One man is showing that even if you have limited mobility, that doesn’t mean you need limited access to recreation.
“Recreation is how a lot of people identify themselves,” inventor Peter Pauwels said. “People with disabilities don’t have to lead secluded lives because in this country we’ve made everything accessible.”
Pauwels has been adapting fishing gear for more than 30 years. Putting his engineering skills to task, his gadgets allow people with compromised motor skills to get out and enjoy Montana’s waters. Some of his fishing gear use everyday materials like hook and loop fabric, or springs to simulate the grip strength or dexterity to reel in a fish.
Pauwels said he spends the effort to make the gear because he wants the outdoors to be accessible.
“Well, it’s inclusive. We are all in this community together, and it enables us to all just get out there and do it,” Pauwels said.
He runs a fishing camp for people with disabilities, but on Wednesday at Silver’s Lagoon, he demonstrated to people with spinal cord injuries what is possible. The demonstration was a part of a week-long summer camp organized by Empower Spinal Cord Injury, for people to learn all the many ways they can still do what they love. Director Carrie Callahan described the transformation in clients who are surrounded by support.

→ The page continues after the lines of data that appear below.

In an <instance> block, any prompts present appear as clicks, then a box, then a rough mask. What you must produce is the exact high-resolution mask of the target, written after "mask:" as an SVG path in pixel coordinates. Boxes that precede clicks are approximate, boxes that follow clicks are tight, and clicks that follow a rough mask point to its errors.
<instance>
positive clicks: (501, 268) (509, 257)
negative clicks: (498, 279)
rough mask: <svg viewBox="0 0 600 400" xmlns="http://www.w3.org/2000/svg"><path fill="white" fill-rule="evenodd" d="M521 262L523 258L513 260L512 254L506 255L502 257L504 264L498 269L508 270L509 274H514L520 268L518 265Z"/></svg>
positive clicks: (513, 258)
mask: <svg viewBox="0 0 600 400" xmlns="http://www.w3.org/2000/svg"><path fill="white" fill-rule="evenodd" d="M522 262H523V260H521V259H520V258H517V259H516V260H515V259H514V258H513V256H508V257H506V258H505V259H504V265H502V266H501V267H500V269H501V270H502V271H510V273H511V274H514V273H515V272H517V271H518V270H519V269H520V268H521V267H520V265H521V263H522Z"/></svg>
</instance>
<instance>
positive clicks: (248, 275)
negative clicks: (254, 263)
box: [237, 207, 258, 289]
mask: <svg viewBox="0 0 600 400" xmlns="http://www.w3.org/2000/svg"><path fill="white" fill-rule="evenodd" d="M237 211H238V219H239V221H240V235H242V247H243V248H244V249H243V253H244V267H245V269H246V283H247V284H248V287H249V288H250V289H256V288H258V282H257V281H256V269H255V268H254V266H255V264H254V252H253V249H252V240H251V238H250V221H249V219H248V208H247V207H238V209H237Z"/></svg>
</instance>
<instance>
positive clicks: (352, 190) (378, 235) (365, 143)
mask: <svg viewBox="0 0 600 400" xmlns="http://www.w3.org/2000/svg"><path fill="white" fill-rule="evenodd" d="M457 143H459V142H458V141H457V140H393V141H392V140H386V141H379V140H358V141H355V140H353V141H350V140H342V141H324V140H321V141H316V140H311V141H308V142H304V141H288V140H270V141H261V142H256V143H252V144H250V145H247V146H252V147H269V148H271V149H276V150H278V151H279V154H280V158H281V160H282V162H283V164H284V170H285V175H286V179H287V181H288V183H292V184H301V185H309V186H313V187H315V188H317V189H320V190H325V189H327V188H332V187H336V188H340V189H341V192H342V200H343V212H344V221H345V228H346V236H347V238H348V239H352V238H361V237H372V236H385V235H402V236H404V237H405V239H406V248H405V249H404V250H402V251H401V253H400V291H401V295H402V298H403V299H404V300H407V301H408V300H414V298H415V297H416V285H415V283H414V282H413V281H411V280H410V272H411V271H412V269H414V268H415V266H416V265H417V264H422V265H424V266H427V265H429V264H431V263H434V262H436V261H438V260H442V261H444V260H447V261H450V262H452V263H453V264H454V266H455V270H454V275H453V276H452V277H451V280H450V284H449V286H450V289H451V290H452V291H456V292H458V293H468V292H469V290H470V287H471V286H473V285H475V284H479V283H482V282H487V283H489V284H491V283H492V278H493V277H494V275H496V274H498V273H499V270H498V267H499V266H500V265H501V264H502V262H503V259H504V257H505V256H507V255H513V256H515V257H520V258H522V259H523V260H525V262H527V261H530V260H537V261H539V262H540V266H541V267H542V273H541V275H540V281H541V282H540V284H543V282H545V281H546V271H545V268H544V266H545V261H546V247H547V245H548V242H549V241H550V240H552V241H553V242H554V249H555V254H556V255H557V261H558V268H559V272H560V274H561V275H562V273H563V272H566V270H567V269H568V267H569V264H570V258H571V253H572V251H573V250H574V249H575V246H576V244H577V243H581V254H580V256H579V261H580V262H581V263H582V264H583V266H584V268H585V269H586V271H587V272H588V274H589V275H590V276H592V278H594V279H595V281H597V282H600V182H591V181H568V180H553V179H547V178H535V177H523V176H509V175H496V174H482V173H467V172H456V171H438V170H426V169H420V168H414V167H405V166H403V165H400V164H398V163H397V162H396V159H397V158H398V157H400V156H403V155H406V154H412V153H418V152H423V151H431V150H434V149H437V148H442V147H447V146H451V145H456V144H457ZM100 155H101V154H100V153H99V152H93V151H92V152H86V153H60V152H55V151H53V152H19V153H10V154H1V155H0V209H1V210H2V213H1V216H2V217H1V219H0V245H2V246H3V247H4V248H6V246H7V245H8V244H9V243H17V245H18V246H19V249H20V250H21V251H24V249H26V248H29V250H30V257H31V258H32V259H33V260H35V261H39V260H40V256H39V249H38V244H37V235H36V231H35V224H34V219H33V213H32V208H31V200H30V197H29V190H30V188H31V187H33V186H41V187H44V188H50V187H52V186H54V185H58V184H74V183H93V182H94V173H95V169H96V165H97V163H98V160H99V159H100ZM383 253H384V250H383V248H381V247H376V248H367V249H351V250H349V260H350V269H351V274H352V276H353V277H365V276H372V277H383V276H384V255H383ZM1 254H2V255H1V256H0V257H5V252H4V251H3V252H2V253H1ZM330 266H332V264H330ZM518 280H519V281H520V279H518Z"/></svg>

“A lot of times it can be emotional for people who go through it because they are not often surrounded by people who do say ‘yes,” Callahan said. “A lot of times there are things that have been dimmed for them. So, finding out how to connect with that and make it possible.”
Pauwels said the people learning to fish here are an example that Montanans are resilient and want to get out there.
“You may have had an injury that is going to stay with you, but through adaptations, maybe we figure out something that works, then we are back at the sports we’ve always liked to do.”